06.26.2026. — Articles

Why We Need a Proper Educational Anthropology

by Louis Markos

When a group of Pharisees, hoping to trap Jesus into incriminating himself, ask him whether a marriage can be lawfully dissolved, Jesus refuses to take the bait. Rather than haggle with them over the legality or illegality of their first-century version of no-fault divorce, Jesus takes them back to Genesis 1–2, which establishes the biblical-anthropological foundation for the sexual binary on which marriage rests. “Have you not read that he who created them from the beginning made them male and female, and said, ‘Therefore a man shall leave his father and his mother and hold fast to his wife, and the two shall become one flesh’? So they are no longer two but one flesh. What therefore God has joined together, let not man separate” (Matthew 19:4–6; ESV).

I apologize for using such a jargon-sounding phrase — “the biblical-anthropological foundation for the sexual binary” — but no other phrase will do.
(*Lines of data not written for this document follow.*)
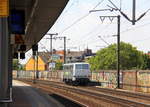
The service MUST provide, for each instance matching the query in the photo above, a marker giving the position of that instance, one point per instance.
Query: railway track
(92, 96)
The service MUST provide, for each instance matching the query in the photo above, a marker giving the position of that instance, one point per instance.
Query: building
(45, 61)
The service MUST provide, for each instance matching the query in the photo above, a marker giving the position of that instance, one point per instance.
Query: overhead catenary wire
(78, 20)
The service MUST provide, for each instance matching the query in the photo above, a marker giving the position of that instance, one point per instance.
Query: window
(82, 66)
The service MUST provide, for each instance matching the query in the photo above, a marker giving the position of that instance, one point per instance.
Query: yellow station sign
(4, 8)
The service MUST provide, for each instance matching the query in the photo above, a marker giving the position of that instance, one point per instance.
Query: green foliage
(130, 58)
(59, 65)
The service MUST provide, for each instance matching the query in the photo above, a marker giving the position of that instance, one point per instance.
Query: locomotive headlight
(74, 78)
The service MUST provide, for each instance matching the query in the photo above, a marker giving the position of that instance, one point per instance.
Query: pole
(64, 50)
(118, 51)
(37, 72)
(51, 51)
(133, 12)
(4, 60)
(34, 69)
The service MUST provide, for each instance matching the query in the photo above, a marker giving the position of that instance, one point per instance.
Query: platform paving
(26, 96)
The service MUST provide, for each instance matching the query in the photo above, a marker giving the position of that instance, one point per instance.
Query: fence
(135, 80)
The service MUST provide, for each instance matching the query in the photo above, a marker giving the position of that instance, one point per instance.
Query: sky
(83, 28)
Had Jesus allowed himself to be distracted by emotional anecdotes about unhappy husbands or wives or political debates over freedom and autonomy or even historical appeals to what was allowed in the past, he would have ceded to his opponents the core of the issue. The Pharisees’ question cannot be properly addressed until the true nature of marriage is determined, but the true nature of marriage cannot be determined until the true nature of the partners within the marriage can be determined.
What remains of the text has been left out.